La calma nos sobreviene, la clama y la jodedera.
-Nojoda marico ni que me llamaran Adolfo. Vamos, paga y larguémonos de
aquí. Recuerda que tenemos que pasar por la casa de Rebeca primero.
Olvidémoslo todo, no vale la pena pasar un mal momento por gente como esta,
es como tú dices. No le paremos bola.
-Exacto.
-Apúrate pues.
-Sí, porque se hacer tarde y…
-¿Y qué?
-Te van a joder
-¡Ja!, no me diga.
Adolfo deja unos billetes sobre la mesa.
Salimos.
-No te pongas rebelde mira que a ti te llaman Palomino.
-Sí, Palomino es éste que está aquí –le digo señalándome las bolas.
Ambos reímos.
Veo que Adolfo apura el paso, coño deben ser las diez y algo. El toque de
queda no prescrito, el impuesto por la barbarie de la calle, por las sombras sin
remordimiento con babas de sal y sangre de trena.
Hay que apurarse.
Agarramos entonces camino en dirección al Pérez Bonalde ya que no pasan
más nuestras odiadas camioneticas y no hay ni un alma por las calles, nos vemos
en la obligación de cortar camino.
Vamos en silencio.
Yo miro un poco la hilera de casas pobres alzadas a un lado, desde algunas
observo el reflejo del televisor sobre las paredes de la calle, en un azul que cambia
a naranja y verde de amarillo a violeta, imagino a la gente sentadas en sus
muebles, enmudecidas por la pantalla mágica de todos los días, amándose,
destruyéndose sin saber por qué. También escuchamos clarito las voces de los
actores de la telenovela.
¡Santo pecado!

Casi corremos. Adolfo admira al gigante que duerme, sus años de estudiante
le pasan por la memoria. Era tan solo un chico silencioso y terco. Amante del
esoterismo y el budismo zen. Mal estudiante por escritor. También tuvo que
sufrir, como yo, de la represión hogareña. Los poetas y los novelistas son una
especie rara, rara y molesta para muchos.
5

Pasa una moto con dos bichitos. Nos miran raro pero siguen, menos mal.

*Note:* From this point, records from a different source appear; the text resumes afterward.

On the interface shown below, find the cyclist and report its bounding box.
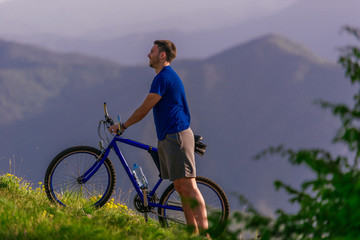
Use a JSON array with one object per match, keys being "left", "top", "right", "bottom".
[{"left": 109, "top": 40, "right": 208, "bottom": 233}]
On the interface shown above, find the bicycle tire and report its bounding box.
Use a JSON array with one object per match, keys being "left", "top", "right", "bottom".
[
  {"left": 158, "top": 176, "right": 230, "bottom": 231},
  {"left": 44, "top": 146, "right": 116, "bottom": 207}
]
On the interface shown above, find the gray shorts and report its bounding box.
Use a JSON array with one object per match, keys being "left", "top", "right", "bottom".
[{"left": 158, "top": 128, "right": 196, "bottom": 181}]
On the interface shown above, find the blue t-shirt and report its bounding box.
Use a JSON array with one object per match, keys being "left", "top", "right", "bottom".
[{"left": 150, "top": 66, "right": 190, "bottom": 141}]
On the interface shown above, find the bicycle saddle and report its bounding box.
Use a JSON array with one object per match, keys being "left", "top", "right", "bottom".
[{"left": 194, "top": 135, "right": 203, "bottom": 143}]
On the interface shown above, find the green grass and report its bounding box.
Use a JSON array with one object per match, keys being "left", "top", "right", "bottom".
[{"left": 0, "top": 174, "right": 203, "bottom": 240}]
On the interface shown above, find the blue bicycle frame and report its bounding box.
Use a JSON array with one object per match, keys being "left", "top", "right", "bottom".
[{"left": 79, "top": 136, "right": 183, "bottom": 211}]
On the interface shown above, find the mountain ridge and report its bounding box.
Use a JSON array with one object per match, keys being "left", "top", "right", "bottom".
[{"left": 0, "top": 32, "right": 351, "bottom": 215}]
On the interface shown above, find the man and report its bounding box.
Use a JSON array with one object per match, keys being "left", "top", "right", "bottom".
[{"left": 109, "top": 40, "right": 208, "bottom": 233}]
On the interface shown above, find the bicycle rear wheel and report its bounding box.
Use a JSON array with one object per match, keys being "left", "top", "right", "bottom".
[
  {"left": 44, "top": 146, "right": 115, "bottom": 207},
  {"left": 158, "top": 177, "right": 229, "bottom": 230}
]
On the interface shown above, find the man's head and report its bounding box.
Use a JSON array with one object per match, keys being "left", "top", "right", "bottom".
[
  {"left": 154, "top": 40, "right": 176, "bottom": 63},
  {"left": 148, "top": 40, "right": 176, "bottom": 73}
]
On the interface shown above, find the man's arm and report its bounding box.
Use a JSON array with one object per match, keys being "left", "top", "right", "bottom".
[
  {"left": 123, "top": 93, "right": 161, "bottom": 128},
  {"left": 109, "top": 93, "right": 161, "bottom": 132}
]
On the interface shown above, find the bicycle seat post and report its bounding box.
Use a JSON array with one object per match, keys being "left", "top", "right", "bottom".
[{"left": 142, "top": 188, "right": 149, "bottom": 222}]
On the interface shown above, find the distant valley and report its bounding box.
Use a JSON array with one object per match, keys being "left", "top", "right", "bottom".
[{"left": 0, "top": 34, "right": 352, "bottom": 214}]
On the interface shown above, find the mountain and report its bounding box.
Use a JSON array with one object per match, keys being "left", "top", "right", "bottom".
[
  {"left": 3, "top": 0, "right": 360, "bottom": 65},
  {"left": 0, "top": 34, "right": 352, "bottom": 214}
]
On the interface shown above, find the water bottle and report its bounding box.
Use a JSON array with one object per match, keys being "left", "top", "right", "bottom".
[{"left": 132, "top": 163, "right": 148, "bottom": 189}]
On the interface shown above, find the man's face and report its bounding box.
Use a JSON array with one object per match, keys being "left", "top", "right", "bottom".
[{"left": 148, "top": 44, "right": 160, "bottom": 68}]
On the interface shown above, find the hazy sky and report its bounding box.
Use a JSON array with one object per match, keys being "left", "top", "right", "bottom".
[{"left": 0, "top": 0, "right": 300, "bottom": 37}]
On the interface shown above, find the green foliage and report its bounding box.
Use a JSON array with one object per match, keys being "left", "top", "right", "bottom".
[
  {"left": 235, "top": 27, "right": 360, "bottom": 240},
  {"left": 0, "top": 174, "right": 203, "bottom": 240}
]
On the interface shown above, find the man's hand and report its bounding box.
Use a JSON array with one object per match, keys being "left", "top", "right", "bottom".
[{"left": 108, "top": 123, "right": 125, "bottom": 135}]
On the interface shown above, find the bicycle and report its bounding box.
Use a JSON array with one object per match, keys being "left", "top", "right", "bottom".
[{"left": 44, "top": 103, "right": 229, "bottom": 229}]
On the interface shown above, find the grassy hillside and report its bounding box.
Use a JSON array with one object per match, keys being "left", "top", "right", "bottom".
[{"left": 0, "top": 174, "right": 208, "bottom": 240}]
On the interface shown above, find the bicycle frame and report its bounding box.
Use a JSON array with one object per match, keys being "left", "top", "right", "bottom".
[{"left": 79, "top": 135, "right": 183, "bottom": 211}]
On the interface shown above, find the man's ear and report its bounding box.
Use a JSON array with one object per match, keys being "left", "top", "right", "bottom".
[{"left": 160, "top": 52, "right": 166, "bottom": 59}]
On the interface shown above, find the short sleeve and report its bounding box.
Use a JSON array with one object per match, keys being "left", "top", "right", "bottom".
[{"left": 150, "top": 75, "right": 167, "bottom": 97}]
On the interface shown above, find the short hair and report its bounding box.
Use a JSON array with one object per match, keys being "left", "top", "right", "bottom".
[{"left": 154, "top": 40, "right": 176, "bottom": 63}]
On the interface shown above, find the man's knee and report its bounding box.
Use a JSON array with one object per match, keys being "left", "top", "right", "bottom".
[{"left": 174, "top": 178, "right": 196, "bottom": 196}]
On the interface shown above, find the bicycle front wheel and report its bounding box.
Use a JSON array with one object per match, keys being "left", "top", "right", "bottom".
[
  {"left": 158, "top": 177, "right": 229, "bottom": 231},
  {"left": 44, "top": 146, "right": 115, "bottom": 207}
]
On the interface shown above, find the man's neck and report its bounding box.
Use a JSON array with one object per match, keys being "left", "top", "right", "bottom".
[{"left": 155, "top": 62, "right": 170, "bottom": 74}]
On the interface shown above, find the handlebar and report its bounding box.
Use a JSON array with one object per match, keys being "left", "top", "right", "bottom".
[{"left": 104, "top": 102, "right": 122, "bottom": 135}]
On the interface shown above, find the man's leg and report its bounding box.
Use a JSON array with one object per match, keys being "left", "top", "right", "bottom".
[{"left": 174, "top": 178, "right": 209, "bottom": 232}]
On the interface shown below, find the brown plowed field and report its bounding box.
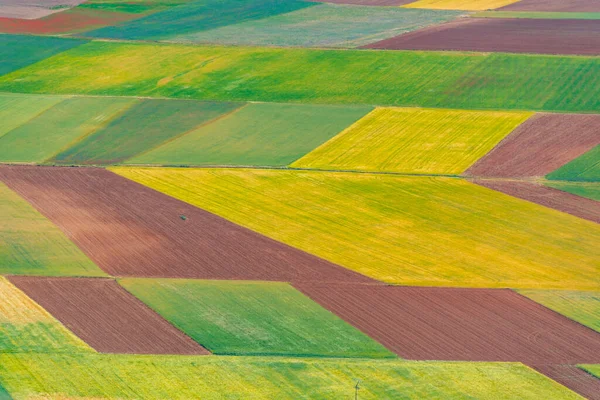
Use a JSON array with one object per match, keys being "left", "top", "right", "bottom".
[
  {"left": 498, "top": 0, "right": 600, "bottom": 12},
  {"left": 464, "top": 114, "right": 600, "bottom": 178},
  {"left": 530, "top": 365, "right": 600, "bottom": 400},
  {"left": 0, "top": 166, "right": 375, "bottom": 282},
  {"left": 473, "top": 179, "right": 600, "bottom": 223},
  {"left": 364, "top": 18, "right": 600, "bottom": 55},
  {"left": 9, "top": 276, "right": 209, "bottom": 354},
  {"left": 294, "top": 284, "right": 600, "bottom": 364}
]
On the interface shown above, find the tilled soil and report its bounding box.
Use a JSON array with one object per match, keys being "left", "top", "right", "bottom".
[
  {"left": 530, "top": 365, "right": 600, "bottom": 400},
  {"left": 498, "top": 0, "right": 600, "bottom": 12},
  {"left": 472, "top": 179, "right": 600, "bottom": 223},
  {"left": 364, "top": 18, "right": 600, "bottom": 55},
  {"left": 9, "top": 276, "right": 209, "bottom": 354},
  {"left": 0, "top": 166, "right": 376, "bottom": 282},
  {"left": 464, "top": 114, "right": 600, "bottom": 178},
  {"left": 294, "top": 284, "right": 600, "bottom": 364}
]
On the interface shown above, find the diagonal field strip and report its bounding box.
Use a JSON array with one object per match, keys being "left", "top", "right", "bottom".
[
  {"left": 9, "top": 276, "right": 208, "bottom": 354},
  {"left": 0, "top": 166, "right": 374, "bottom": 282},
  {"left": 294, "top": 284, "right": 600, "bottom": 364}
]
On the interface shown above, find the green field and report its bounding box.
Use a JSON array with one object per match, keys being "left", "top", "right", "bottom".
[
  {"left": 0, "top": 354, "right": 581, "bottom": 400},
  {"left": 471, "top": 11, "right": 600, "bottom": 19},
  {"left": 0, "top": 97, "right": 135, "bottom": 163},
  {"left": 546, "top": 145, "right": 600, "bottom": 182},
  {"left": 0, "top": 276, "right": 93, "bottom": 354},
  {"left": 292, "top": 108, "right": 532, "bottom": 175},
  {"left": 544, "top": 181, "right": 600, "bottom": 201},
  {"left": 86, "top": 0, "right": 316, "bottom": 40},
  {"left": 0, "top": 182, "right": 106, "bottom": 276},
  {"left": 112, "top": 168, "right": 600, "bottom": 289},
  {"left": 50, "top": 100, "right": 240, "bottom": 164},
  {"left": 0, "top": 34, "right": 87, "bottom": 75},
  {"left": 128, "top": 103, "right": 372, "bottom": 165},
  {"left": 519, "top": 290, "right": 600, "bottom": 332},
  {"left": 169, "top": 4, "right": 463, "bottom": 47},
  {"left": 0, "top": 42, "right": 600, "bottom": 111},
  {"left": 119, "top": 279, "right": 395, "bottom": 358},
  {"left": 0, "top": 93, "right": 66, "bottom": 138}
]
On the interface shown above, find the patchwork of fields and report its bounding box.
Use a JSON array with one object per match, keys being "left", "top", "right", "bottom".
[{"left": 0, "top": 0, "right": 600, "bottom": 400}]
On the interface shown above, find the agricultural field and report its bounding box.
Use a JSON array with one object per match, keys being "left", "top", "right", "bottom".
[
  {"left": 292, "top": 108, "right": 532, "bottom": 175},
  {"left": 112, "top": 167, "right": 600, "bottom": 289},
  {"left": 0, "top": 40, "right": 600, "bottom": 112},
  {"left": 519, "top": 290, "right": 600, "bottom": 332},
  {"left": 547, "top": 145, "right": 600, "bottom": 182},
  {"left": 10, "top": 276, "right": 208, "bottom": 354},
  {"left": 168, "top": 4, "right": 462, "bottom": 48},
  {"left": 365, "top": 18, "right": 600, "bottom": 56},
  {"left": 0, "top": 181, "right": 104, "bottom": 276},
  {"left": 0, "top": 277, "right": 92, "bottom": 352},
  {"left": 0, "top": 354, "right": 581, "bottom": 400},
  {"left": 0, "top": 0, "right": 600, "bottom": 400},
  {"left": 119, "top": 278, "right": 393, "bottom": 358},
  {"left": 545, "top": 181, "right": 600, "bottom": 201},
  {"left": 132, "top": 103, "right": 372, "bottom": 166}
]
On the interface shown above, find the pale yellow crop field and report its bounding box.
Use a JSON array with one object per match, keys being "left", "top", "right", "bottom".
[
  {"left": 112, "top": 167, "right": 600, "bottom": 289},
  {"left": 291, "top": 108, "right": 532, "bottom": 175}
]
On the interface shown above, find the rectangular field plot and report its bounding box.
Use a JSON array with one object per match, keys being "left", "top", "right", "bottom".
[
  {"left": 0, "top": 42, "right": 600, "bottom": 111},
  {"left": 113, "top": 168, "right": 600, "bottom": 289},
  {"left": 169, "top": 4, "right": 462, "bottom": 48},
  {"left": 10, "top": 276, "right": 208, "bottom": 354},
  {"left": 0, "top": 354, "right": 581, "bottom": 400},
  {"left": 547, "top": 146, "right": 600, "bottom": 182},
  {"left": 0, "top": 93, "right": 66, "bottom": 138},
  {"left": 87, "top": 0, "right": 315, "bottom": 40},
  {"left": 519, "top": 290, "right": 600, "bottom": 332},
  {"left": 0, "top": 276, "right": 92, "bottom": 352},
  {"left": 0, "top": 96, "right": 135, "bottom": 163},
  {"left": 366, "top": 18, "right": 600, "bottom": 55},
  {"left": 0, "top": 180, "right": 104, "bottom": 276},
  {"left": 295, "top": 284, "right": 600, "bottom": 364},
  {"left": 465, "top": 114, "right": 600, "bottom": 178},
  {"left": 0, "top": 166, "right": 372, "bottom": 282},
  {"left": 119, "top": 279, "right": 395, "bottom": 358},
  {"left": 404, "top": 0, "right": 519, "bottom": 11},
  {"left": 127, "top": 103, "right": 372, "bottom": 165},
  {"left": 0, "top": 35, "right": 87, "bottom": 75},
  {"left": 292, "top": 108, "right": 532, "bottom": 174},
  {"left": 544, "top": 181, "right": 600, "bottom": 201},
  {"left": 50, "top": 100, "right": 240, "bottom": 165}
]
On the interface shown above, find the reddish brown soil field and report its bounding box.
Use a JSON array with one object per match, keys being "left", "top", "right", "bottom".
[
  {"left": 294, "top": 284, "right": 600, "bottom": 364},
  {"left": 9, "top": 276, "right": 209, "bottom": 354},
  {"left": 464, "top": 114, "right": 600, "bottom": 178},
  {"left": 0, "top": 166, "right": 375, "bottom": 282},
  {"left": 309, "top": 0, "right": 416, "bottom": 7},
  {"left": 473, "top": 179, "right": 600, "bottom": 223},
  {"left": 0, "top": 10, "right": 136, "bottom": 34},
  {"left": 530, "top": 365, "right": 600, "bottom": 400},
  {"left": 499, "top": 0, "right": 600, "bottom": 12},
  {"left": 365, "top": 18, "right": 600, "bottom": 55}
]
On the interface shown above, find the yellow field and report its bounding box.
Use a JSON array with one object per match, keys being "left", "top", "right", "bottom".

Llegamos hasta el final de la calle Padre Arroyo, mejor vamos mañana


donde Rebeca, la cosa no es tan urgente como para arriesgar la vida.
Mientras me alejo en dirección contraria voy pensando en cada detalle de lo
sucedido esa noche. Me vuelvo y sonrío con ironía. A mi lado pasa un viejo que
cojea, un auto que no consigue desnudar la lluvia, un perro que espanta a la
muerte. La noche se mete en nuestras almas para dominar la intemperie, el cerco
se abre, ya no hay más presidio para quien desgaja las sombras y hace suya la
costumbre de vivir.
Por fin, y en mucho tiempo, una profunda y silenciosa paz me abraza.